HistoryBooks@UNSW returns in 2022 with a QandA discussion on Mina Roces' new book, The Filipino Migration Experience: Global Agents of Change. 

Join us on Friday, 25 February @ 10am AEDT for an interview between Professor Mina Roces (UNSW) and Professor Rick Bonus (University of Washington, Seattle). For our US-based participants, this event will take place 3-4pm Thurs 24th Feb (Seattle) or 1-2pm Thurs 24 Feb (Hawaii).  

 

About the Book:

The Filipino Migration Experience introduces a new dimension to the usual depiction of migrants as disenfranchised workers or marginal ethnic groups. Mina Roces suggests alternative ways of conceptualizing Filipino migrantsas critics of the family and cultural constructions of sexuality, as consumers and investors, as philanthropists, as activists, and, as historians. They have been able to transform fundamental social institutions and well-entrenched traditional norms, as well as alter the business, economic and cultural landscapes of both the homeland and the host countries to which they have migrated.
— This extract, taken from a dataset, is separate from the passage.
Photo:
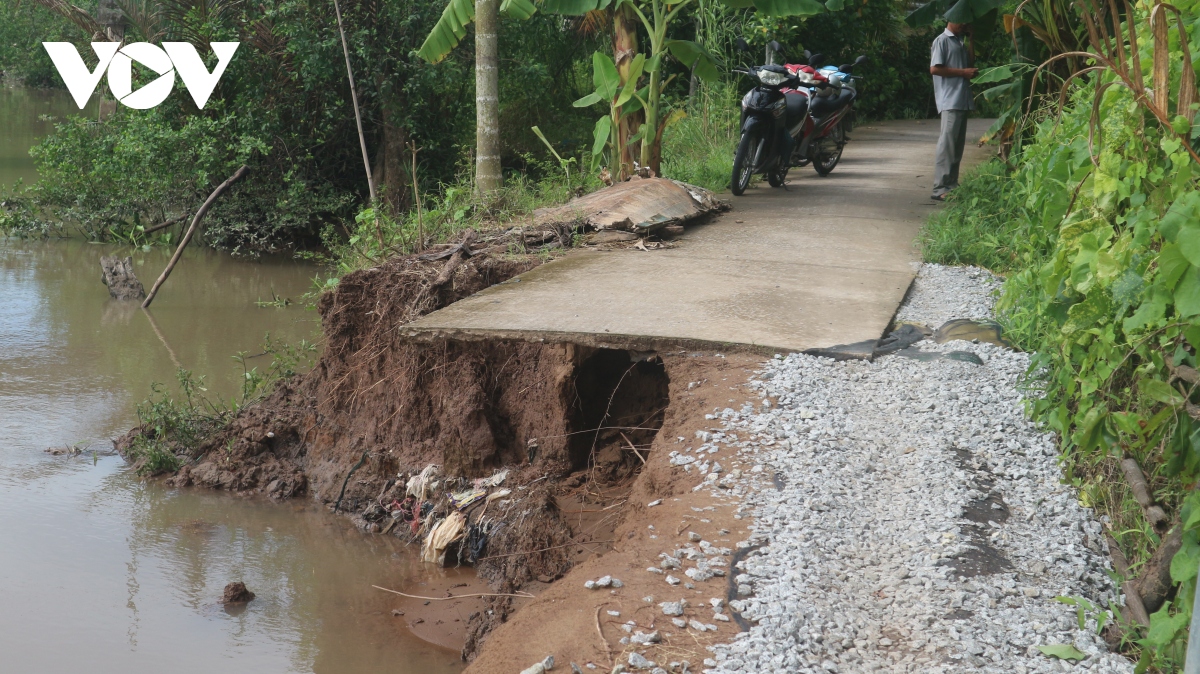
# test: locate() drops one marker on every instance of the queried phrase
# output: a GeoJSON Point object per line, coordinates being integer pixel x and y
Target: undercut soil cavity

Mina Roces tells the story of the Filipino migration experience from the perspective of the migrants themselves, tapping into hitherto underused primary sources from the "migrant archives" and more than 70 interviews. Bringing the fields of Filipino migration studies and Filipina/o/x American studies together, this book analyzes some of the areas where Filipino migrants have forever changed the status quo.

Speakers
A profile photo of Mina Roces

Professor Mina Roces

A PhD graduate from the University of Michigan, Mina Roces is a Professor of History in the School of Humanities and Languages, University of New South Wales, Sydney, Australia. She is the author of five monographs: Women, Power and Kinship Politics: Female Power in Post-war Philippines (Praeger, 1998), Kinship Politics in Post-war Philippines: The Lopez Family, 1946-2000 (de la Salle University Press 2001), Women’s Movements and the Filipina, 1986-2008 (University of Hawaii Press, 2012), The Filipino Migration Experience: Global Agents of Change (Cornell University Press, 2021), and Gender in Southeast Asia, (Cambridge University Press, February 2022). She is the recipient of the 2019 Grant Goodman Prize for Excellence in Philippine Historical Studies given by the Philippine Studies Group, Association for Asian Studies, USA. In 2016 she was elected to the Australian Academy of the Humanities.

A profile picture of Rick Bonus

Professor Rick Bonus

Rick Bonus is professor and chair of American ethnic Studies at the University of Washington in Seattle. He writes on Filipino American migration, Asian American transnationalism, and multicultural education. His first book Locating Filipino Americans: Ethnicity and the Cultural Politics of Space (Temple University Press, 2000) is a study of transnational Filipino experiences in the U.S. within the contexts of U.S. imperial histories, labor recruitment, and ethnic community formations. His most recent book, The Ocean in the School (Duke, 2020), is based on an ethnography of Pacific Islander and other underrepresented students whose college experiences became generative sites for transforming university schooling. He is currently editor-in-chief of ALON: Journal of Filipinx American and Diasporic Studies, as well as co-editor of the Asian American History and Culture Series at Temple University Press.